Yaşananları söylemek benim bile zoruma gidiyor. Yargılandığım isnat edilen suç okundu. mükerrer bir sorgu olduğunu hatırlattım. Savcı bunu bildiğini söyledi. Bu soruşturma sürecinin hukuka uygun olmadığını ifade etmiş olmamıza rağmen bu sorguyu yapmakta ısrarlı davrandı. Savcı çok net. Anladım ki savcının tasarrufunda olan bir durum değildi. Beklenmedik bir anda yapılan operasyonlardan birisi olduğunu fark ettim. Ben hukuki hakkımı kullandım. Avukatlarım yanımda olmadan ifade vermeyeceğimi, süre istediğimi belirttim.
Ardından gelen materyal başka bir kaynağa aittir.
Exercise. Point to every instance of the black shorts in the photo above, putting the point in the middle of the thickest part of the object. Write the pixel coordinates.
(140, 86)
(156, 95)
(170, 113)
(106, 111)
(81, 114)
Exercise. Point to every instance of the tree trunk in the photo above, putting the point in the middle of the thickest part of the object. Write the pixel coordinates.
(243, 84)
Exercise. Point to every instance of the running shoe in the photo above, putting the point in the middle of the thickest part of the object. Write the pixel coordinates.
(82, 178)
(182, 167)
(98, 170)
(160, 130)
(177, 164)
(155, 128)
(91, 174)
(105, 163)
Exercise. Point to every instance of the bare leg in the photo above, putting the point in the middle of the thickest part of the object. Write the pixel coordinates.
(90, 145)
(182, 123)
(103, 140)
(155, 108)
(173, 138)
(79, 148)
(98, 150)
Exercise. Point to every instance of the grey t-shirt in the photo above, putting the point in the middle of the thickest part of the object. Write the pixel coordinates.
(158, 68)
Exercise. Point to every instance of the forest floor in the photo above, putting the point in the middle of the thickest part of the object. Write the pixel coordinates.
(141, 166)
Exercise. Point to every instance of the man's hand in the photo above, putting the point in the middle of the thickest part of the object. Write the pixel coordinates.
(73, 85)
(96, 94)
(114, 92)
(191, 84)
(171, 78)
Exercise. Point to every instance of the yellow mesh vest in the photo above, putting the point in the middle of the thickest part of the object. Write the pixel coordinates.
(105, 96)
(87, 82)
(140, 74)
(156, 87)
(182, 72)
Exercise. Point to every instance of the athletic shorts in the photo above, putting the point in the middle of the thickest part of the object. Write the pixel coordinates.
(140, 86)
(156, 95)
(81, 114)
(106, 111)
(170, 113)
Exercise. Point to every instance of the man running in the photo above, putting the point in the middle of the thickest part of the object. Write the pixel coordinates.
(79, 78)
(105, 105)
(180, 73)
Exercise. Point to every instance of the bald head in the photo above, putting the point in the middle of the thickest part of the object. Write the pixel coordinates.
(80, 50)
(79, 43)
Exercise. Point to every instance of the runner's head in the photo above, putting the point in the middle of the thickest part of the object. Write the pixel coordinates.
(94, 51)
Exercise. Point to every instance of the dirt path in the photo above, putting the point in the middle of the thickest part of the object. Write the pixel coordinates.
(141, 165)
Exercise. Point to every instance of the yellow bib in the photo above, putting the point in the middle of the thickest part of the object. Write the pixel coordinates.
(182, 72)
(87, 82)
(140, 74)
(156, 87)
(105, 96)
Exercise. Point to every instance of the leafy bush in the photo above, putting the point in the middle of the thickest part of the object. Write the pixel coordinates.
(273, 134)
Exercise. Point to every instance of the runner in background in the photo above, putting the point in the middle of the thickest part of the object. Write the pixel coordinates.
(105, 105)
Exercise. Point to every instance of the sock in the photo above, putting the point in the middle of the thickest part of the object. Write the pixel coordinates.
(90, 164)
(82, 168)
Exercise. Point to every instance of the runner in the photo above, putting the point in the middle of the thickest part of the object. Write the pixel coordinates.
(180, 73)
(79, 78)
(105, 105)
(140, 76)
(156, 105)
Buna itiraz da olmadı. Çünkü itiraz olması için hiçbir neden yok. Buna ilişkin bir engel koymadı. Tutanaklara da o şekilde geçti. İşin en rezalet tarafı şu: Savcı beni tutuklamaya sevk ettiğini söyleme gereğini bile hissetmeden tutuklamaya sevk etti. Ben tutuklamaya sevk ettiğini televizyondan öğrendim.”
 
‘Ne düşündüysek savunuruz’
 
Tutuklamaya sevk edilmesine dair de Figen, şunları söyledi: “Bunu tercih meselesi ya da zahmet meselesi olarak görmüyorum. Türkiye’deki yargı mensupları bunun izahını yapamayacak hale geldi. Ben tutuklanmaya sevk edildiğimde süre verildiğini sanıyordum. Televizyonlardan alt yazı geçmeye başladı. Selahattin Demirtaş ve Figen Yüksekdağ tutuklamaya sevk edildi. Sonrası kamuoyunun malumu. Mahkemeye çıktık. Sulh ceza hakiminin nasıl çalıştığı ortada. İktidarın yargıya en fazla müdahale ettiği mahkemelerdir. Kuruluş amacına uygun olarak kendine yüklenen misyonu boşa çıkarmamıştır. İktidar gurur duyuyordu. Yine sulh ceza hakimliğinde de sağlıklı bir süreç işlemedi. Halkımıza duyduğumuz saygı gereği çıkar mahkemede söyleyeceğimiz sözü söyleriz. Ne düşündüysek savunuruz. Ben kamuoyunun bizden beklentisini meşru bir görev olarak gördüğüm için o mahkemeye çıktım. Çok fazla bir şey söylemedim. Selahattin Bey de. Söylenmesi gereken şeyleri bizim açımızdan söyledi. Ayan olan beyan edildi. Tutuklama kararı verildi. Çifte tutuklanmış olarak karşınıza çıkıyorum. Bir tutuklama yetmedi. İki kez tutukladılar. 22 kez daha tutuklasınlar hakikat değişir mi? Hiç fark etmez hakikat değişir mi? Benim sözlerim, düşüncelerim, HDP'nin varlığı, HDP'nin taşıdığı önem değişir mi? 22 kez tutuklasınlar bizi çifte tutuklayanlar.”
 
Duruşma Figen’in savunmasıyla devam ediyor.